Christmas set to be a "lucky dip" for UK retailers
Christmas 2014 will likely be a lucky dip for many retailers
The failure of most retailers to embrace customer data analytics to measure the impact of different factors on Christmas demand means the festive season this year will be a lucky dip for many.
A good number of retailers are taking positive steps to embrace customer data analytics, a report by retail analysts SAS and Conlumino has found. More than half (55%) constantly measure the impact of promotions on individual products, while 38% say their company often changes promotional strategies based on competitor activity.
The 'Christmas 2014 Adapting to Evolving Consumer Shopping Habits' report revealed, however, that the bulk of retailers are not using the year-round flow of available data to understand shoppers' Christmas wishes and hone their forecasting.
Around 46.9% of retailers still use manual calculations to measure the impact of different factors on Christmas demand, while 44% use ‘‘gut feel" to forecast demand for new products. And, despite two thirds of consumers saying that year-round offers lessen the appeal of seasonal promotions, only 23% of retailers plan to reduce their investment in promotions this Christmas. Plus, just 14% of retailers use data from other companies - such as the weather - to help forecast demand accurately.

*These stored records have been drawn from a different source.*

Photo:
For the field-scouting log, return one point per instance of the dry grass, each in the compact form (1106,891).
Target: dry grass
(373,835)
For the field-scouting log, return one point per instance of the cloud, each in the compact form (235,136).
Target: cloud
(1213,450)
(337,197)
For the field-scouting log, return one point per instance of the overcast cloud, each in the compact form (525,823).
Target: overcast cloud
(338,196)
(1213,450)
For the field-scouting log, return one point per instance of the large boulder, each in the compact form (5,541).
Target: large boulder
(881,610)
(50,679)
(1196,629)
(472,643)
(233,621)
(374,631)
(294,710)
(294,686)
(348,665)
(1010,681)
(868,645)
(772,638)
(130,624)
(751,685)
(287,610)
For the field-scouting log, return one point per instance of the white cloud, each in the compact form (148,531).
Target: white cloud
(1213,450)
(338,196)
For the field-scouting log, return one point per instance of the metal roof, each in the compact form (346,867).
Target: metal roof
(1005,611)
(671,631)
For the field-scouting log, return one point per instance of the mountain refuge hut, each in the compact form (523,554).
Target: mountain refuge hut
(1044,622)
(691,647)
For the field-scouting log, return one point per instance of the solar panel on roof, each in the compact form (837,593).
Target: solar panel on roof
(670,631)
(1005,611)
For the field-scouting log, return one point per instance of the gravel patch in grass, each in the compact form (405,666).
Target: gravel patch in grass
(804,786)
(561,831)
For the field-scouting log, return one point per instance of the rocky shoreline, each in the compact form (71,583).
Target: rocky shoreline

"Manual processes are slow and prone to human error, and can only draw on insight from a limited number of data sources," said Andrew Fowkes, head of Retail Centre of Excellence, SAS UK & Ireland.
"This means forecasts cannot be quickly adapted to include new information as the season progresses - with obvious implications for supply chain management, pricing and promotions, fulfilment and customer satisfaction. So, it's little surprise that 44% of retailers say their company would benefit from being able to automatically combine and analyse different data sources to measure demand in the run up to Christmas."
The report noted that consumers are still feeling the pinch, with early indications suggesting this Christmas is likely to have a similar feel to the promotion heavy 2013.
"M-commerce is likely to continue its rapid growth story this Christmas and, with consumers increasingly shopping wherever and whenever they want, retailers are likely to face their toughest challenge yet when it comes to forecasting Christmas demand."
The authors noted that with more and more consumers exploiting the opportunities presented to them by multichannel retailers, expectations of fulfilment are rising.
The report offered some trading tips for retailers heading into the festive period, starting with contingency planning incase of events such as adverse weather conditions. This includes working closely with suppliers to ensure they are on the same wavelength and ready to respond quickly and in a coordinated fashion when problems arise.
Keeping consumers in the loop on delays or cancellations to orders is essential, as is having a transparent delivery and returns process, the report noted.
Incorporating weather into forecasting is also key, as is having a clear view of the supply chain in order to ensure retailers have the ability to react quickly to unforeseen changes in demand.
"If retailers are fully aware of where their stock is at all times and have an open line of communication with suppliers and logistics operators, then stock can more easily be rerouted to locations experiencing peak demand," report authors noted.
The report also highlighted more targeted promotions as key, and pointed to targeted mobile advertising as a valuable tool to differentiate from competitors.
Social media as a forecasting tool was also highlighted as a way of presenting retailers with a wealth of information on consumer trends.
"Consumers live in a society now driven by immediacy, and retailers have no option but to get in sync. So whether it is the known unknowns, or the unknown unknowns, big data analytics provides retailers with the ability to predict the possible and meet consumer demand," said Fowkes.